If the first lab to cross the finish line gets forcibly nationalized or assassinated by state-sponsored terrorist groups, why hurry? Why stay ahead? If we can buy six more months by not rushing quite as hard, why not buy them? What do the big labs lose by letting China catch up? Maybe this seems unlikely now, but I expect the end-game months are going to look a lot different.
See my other comment here: https://www.lesswrong.com/posts/A4nfKtD9MPFBaa5ME/we-re-all-in-this-together?commentId=JqbvwWPtXbFuDqaib
Responding to your other comment: Probably AI labs will be nationalized, yes, as models reach capabilities levels to be weapons in themselves.
The one here: a “toothy international agreement” to me sounds indistinguishable from the “world government and nukes are banned” world that makes rational sense from the 1950s but has not happened for 73 years.
Why would it happen this time? In your world model, are you imagining that the “world government” outcome was always a non negligible probability and the dice roll could go this way?
Or do you think that a world that let countries threaten humanity and every living person in a city with doomsday nuclear arsenals would consider total human extinction a more serious threat than nukes, and people would come together to an agreement?
Or do you think the underlying technology or sociological structure of the world has changed in a way that allows world governments now, but didn’t then?

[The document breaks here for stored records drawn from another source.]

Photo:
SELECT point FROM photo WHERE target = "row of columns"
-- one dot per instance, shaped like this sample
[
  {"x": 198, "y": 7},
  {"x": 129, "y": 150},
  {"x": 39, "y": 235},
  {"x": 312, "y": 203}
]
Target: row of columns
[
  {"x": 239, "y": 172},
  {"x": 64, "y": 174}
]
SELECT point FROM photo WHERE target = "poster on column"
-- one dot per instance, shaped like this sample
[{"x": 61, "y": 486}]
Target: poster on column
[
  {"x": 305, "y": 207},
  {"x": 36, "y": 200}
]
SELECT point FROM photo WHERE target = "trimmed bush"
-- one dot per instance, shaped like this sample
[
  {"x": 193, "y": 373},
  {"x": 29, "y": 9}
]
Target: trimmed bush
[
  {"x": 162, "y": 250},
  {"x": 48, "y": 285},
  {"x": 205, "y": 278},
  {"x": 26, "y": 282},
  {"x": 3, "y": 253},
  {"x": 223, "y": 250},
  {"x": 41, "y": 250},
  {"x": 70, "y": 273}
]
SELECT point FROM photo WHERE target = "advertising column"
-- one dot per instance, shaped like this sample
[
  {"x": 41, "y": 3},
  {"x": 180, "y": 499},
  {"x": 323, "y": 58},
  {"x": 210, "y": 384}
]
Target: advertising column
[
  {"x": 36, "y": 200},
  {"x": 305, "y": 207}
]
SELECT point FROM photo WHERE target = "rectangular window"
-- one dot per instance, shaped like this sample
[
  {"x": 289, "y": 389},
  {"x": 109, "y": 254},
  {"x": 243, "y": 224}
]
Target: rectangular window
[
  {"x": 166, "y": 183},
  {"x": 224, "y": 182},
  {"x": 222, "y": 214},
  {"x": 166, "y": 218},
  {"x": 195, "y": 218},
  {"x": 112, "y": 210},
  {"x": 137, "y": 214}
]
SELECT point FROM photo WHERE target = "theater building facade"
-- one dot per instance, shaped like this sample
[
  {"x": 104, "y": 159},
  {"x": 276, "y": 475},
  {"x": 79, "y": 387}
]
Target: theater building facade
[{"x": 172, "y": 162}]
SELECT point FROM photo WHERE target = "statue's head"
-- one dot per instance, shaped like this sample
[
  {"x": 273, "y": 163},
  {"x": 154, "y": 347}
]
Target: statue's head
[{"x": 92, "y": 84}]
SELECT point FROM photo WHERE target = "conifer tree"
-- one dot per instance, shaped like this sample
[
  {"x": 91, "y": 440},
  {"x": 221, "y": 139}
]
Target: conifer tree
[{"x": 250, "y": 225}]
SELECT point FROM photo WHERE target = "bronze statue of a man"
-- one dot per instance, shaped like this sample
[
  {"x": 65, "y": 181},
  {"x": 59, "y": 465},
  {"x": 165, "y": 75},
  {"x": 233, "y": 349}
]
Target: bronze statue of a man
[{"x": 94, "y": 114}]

I genuinely don’t know how you are reaching these conclusions. Do you see my perspective? Countless forces between human groups create trends, and those trends are the history and economics we know. To expect a different result requires the underlying rules to have shifted.
A world government seems much more plausible to me in a world where the only surviving fraction of humanity is huddled in terror in the few remaining underground bunkers belonging to a single nation.
Note: I don’t advocate for this world outcome, but I do see it as a likely outcome in the worlds where strong international cooperation fails.
The is a lot of statism or pessimism about the potential for improving coordination in your comments. No mentions of the projects of the kind:
Collective Intelligence Project (+ ecosystem)
AI for Institutions projects (ideas)
Metagov projects, including DAO Science
Gaia Consortium
CLR, FOCAL, AI Objectives Institute
Thanks for the links! I’ve been idly thinking about such projects as well, nice to see what ideas others have been considering. Hopefully there’s something workable in there.
But my median prediction is that none of that works, yes. Let alone on the relevant timeline (<10 years). Stuff like Manifold Markets and Twitter’s Community Notes are steps in the right direction, but they’re so very ridiculously tiny. In the meanwhile, the pressures destroying the coordination ability continue to mount.
My optimism would rise dramatically if one of these ideas spawns, say, an SV startup centered around it that ends up valued at billions of dollars within the next three years.
Maybe this is going to be such a startup? -- A proposal for improving the global online discourse
Why do you think this. I don’t know how you even could find a sufficiently large team of californian AI researchers who lack cosmopolitan values, who wouldn’t blow the whistle if someone asked them to implement like, a nationalistic or oligarchic (They still have capped profits.) utility function or whatever instead of the obvious “optimize the preferences of all currently living humans”.
I feel like you have to be missing a basic understanding of the cultural background of college-educated californians or the degree of decentralization in their decisionmaking (you could read sama’s reinstatement as a demonstration of a cult of personality, but I think that is wrong, what actually happened was staff organized, chose the leader they preferred, and got their way).
In general, I agree that global cooperation might not be possible, but the door hasn’t closed yet, and if it closes, there is still something that can be done.